Fall 2024 SFU/UBC Joint Statistics Seminar

23 November 2024 - SFU Harbour Centre, 1415 Cominco Policy Room

About the Seminar

The SFU/UBC Joint Statistics Seminar is a semi-annual event hosted jointly by the SFU Department of Statistics and Actuarial Science and the UBC Department of Statistics. Over the course of its 20-year history, this seminar has provided graduate students in Statistics and Actuarial Science from both universities a chance to present their research to and connect with their peers. By fostering a relationship between the departments at these two universities we hope to create a collegial and collaborative relationship in the graduate student community in Vancouver.
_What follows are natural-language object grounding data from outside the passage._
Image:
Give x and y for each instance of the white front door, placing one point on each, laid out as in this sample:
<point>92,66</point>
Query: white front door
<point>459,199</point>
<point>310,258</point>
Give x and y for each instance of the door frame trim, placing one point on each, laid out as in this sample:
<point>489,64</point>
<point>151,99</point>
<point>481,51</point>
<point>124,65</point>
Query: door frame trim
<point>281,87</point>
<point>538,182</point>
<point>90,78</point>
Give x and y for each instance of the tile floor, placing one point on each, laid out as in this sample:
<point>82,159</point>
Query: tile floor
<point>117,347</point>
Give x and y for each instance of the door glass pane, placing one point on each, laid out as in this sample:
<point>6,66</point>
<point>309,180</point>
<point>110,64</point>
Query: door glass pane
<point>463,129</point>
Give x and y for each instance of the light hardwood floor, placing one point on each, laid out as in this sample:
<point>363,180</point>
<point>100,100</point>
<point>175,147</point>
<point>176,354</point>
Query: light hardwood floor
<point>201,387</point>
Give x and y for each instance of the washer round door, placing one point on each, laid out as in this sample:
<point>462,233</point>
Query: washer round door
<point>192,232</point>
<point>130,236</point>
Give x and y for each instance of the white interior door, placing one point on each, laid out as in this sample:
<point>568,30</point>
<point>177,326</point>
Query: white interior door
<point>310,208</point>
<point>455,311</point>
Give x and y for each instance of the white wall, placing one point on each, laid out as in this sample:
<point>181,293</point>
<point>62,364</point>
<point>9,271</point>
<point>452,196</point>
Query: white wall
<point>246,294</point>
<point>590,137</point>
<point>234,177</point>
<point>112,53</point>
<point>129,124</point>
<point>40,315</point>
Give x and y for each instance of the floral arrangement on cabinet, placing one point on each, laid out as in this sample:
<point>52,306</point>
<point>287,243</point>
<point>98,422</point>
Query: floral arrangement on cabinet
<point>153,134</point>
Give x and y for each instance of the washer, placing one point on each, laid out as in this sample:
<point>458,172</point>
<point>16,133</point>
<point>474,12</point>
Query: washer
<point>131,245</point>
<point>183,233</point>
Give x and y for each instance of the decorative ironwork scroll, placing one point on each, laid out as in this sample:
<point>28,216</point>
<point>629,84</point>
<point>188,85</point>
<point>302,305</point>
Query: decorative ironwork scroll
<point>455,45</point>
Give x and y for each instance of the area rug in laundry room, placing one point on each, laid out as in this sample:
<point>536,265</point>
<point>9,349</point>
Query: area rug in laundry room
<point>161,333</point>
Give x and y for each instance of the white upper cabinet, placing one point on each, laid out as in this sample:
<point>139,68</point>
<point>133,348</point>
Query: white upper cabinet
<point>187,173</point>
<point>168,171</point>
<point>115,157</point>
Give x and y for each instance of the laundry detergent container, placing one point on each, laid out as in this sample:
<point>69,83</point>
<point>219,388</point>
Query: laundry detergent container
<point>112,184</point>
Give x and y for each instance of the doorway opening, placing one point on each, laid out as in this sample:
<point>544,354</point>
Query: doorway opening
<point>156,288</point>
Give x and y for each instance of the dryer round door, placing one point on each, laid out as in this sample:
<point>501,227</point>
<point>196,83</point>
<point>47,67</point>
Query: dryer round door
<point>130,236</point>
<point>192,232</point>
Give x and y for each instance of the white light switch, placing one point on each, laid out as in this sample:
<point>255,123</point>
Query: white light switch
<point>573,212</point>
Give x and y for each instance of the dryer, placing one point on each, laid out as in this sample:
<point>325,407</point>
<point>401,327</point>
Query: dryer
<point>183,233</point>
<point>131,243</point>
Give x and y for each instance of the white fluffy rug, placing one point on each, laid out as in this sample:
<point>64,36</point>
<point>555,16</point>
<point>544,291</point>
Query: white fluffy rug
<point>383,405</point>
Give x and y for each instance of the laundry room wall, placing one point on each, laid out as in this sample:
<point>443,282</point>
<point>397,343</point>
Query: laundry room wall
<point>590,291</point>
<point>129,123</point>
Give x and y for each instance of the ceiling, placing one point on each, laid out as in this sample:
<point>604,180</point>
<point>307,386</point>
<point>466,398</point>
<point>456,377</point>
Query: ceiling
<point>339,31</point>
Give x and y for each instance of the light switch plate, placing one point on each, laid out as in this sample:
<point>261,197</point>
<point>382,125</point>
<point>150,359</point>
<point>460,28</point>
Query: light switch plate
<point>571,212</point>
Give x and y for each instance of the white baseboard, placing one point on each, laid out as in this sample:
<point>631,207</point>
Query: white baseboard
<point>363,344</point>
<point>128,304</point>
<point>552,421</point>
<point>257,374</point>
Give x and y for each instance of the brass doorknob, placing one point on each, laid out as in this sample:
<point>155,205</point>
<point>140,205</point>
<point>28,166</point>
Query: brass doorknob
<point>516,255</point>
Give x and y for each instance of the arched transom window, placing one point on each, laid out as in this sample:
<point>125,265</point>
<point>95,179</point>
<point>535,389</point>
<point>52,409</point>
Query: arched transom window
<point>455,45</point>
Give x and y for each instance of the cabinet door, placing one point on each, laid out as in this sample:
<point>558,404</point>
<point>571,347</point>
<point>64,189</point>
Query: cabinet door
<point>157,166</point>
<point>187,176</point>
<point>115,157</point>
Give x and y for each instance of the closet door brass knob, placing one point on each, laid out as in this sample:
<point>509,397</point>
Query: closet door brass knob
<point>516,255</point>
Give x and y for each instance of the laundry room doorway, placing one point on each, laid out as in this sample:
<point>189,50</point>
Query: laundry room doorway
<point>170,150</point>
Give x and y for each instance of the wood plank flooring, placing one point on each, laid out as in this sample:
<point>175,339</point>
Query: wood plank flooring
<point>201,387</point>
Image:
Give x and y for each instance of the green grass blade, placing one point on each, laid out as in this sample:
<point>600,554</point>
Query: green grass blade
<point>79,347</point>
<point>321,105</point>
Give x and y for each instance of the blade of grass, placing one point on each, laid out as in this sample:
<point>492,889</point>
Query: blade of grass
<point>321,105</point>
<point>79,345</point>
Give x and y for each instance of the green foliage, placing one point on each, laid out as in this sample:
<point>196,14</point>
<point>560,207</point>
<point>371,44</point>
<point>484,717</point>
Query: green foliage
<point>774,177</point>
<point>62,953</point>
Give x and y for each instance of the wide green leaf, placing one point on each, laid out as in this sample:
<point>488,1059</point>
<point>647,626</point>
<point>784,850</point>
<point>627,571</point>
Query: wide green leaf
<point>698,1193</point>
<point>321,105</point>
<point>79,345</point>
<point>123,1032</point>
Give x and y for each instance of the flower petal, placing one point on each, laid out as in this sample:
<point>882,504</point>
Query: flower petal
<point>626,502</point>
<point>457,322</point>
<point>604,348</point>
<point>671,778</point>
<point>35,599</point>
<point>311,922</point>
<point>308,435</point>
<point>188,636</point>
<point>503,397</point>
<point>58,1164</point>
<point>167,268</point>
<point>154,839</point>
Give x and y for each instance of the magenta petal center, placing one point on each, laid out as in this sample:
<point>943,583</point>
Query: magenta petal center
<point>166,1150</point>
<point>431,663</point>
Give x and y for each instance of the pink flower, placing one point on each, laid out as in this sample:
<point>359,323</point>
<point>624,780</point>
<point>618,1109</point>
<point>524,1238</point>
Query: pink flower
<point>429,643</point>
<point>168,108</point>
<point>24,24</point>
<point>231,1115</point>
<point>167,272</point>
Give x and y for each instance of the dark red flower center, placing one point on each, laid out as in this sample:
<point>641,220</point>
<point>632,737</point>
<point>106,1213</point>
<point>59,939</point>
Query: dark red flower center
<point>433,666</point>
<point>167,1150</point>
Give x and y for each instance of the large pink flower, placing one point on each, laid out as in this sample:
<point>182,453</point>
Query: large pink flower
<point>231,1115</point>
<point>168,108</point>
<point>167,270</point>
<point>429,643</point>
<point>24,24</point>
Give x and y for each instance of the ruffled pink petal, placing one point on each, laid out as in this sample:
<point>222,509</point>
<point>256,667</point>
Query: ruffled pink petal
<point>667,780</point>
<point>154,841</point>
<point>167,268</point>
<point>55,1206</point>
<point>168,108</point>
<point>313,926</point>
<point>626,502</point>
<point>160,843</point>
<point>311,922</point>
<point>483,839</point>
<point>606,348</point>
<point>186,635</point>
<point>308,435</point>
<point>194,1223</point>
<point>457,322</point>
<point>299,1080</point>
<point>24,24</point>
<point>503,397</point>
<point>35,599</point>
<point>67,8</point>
The seminar consists of six talks delivered by graduate students; three from each of the host universities. It will be concluded by a talk from a faculty member from one of the universities; this year it will be given by Dr. Himchan Jeong from SFU.

Program Schedule

Speakers

Adam Gee

Adam Gee

Assessing the Role of Momentum in Online Chess Using Bayesian Hierarchical Modelling

The "winner effect" is a phenomenon in animal behaviour that states that an animal that has just won a fight is more likely to win their next encounter. There has been great debate whether similar effects also occur in humans. Using Bayesian hierarchical modelling, we aim to uncover whether winner or loser effects can be observed in online chess. Compared to other sports and games, studying online chess provides a unique framework where there is a huge amount of data available, and players play many back-to-back games in a very controlled environment. Our results show little evidence for momentum effects at a global level, but moderate variability at the player level reveals some players may possess such effects. These results seem to be consistent across amateur and professional chess players. We also discuss several model checking procedures to assess the suitability of our model to the data.

Nikolas Krstic

Nikolas Krstic

Statistical Consultation: Working with ASDa

The Applied Statistics and Data Science (ASDa) group is a statistical consultation unit within the UBC Department of Statistics that has existed since the department's founding back in 1983. Our group regularly supports UBC students, staff and faculty in their research, and also offers its consultation services to off-campus clients. This talk will cover what it's like to be employed as a statistical consultant, discussing both my positive experiences and challenging scenarios. Topics will include consultant-client communication, methodology selection, personal skill development, time management, and teaching non-statisticians about statistics.

Yulia Kozhevnikova

Yulia Kozhevnikova

BLOST: Bayesian Longitudinally Ordinal Sequential Trial Design for Evaluating Respiratory Disease Treatments

Effective treatment evaluation for respiratory diseases, where symptom severity and time-to-recovery are key outcomes, demands a flexible and efficient trial design. We introduce the Bayesian Longitudinally Ordinal Sequential Trial (BLOST) framework, designed to optimize clinical trial processes in evaluating respiratory illness treatments. This Bayesian model incorporates longitudinally observed ordinal outcomes, accounts for patient heterogeneity, and facilitates information borrowing across time points. The sequential framework compares an experimental treatment with a standard one through extensive simulations. We consider three analytical approaches: a standard Bayesian method based on Hamiltonian Monte Carlo, an enhanced version applying Bayesian Model Selection, and a conventional frequentist approach. Frequentist Type I and Type II error rates are maintained through parameter calibration. Our simulations demonstrate the BLOST framework's efficiency and flexibility, highlighting its potential for evaluating respiratory disease treatments and enhancing preparedness for future health challenges.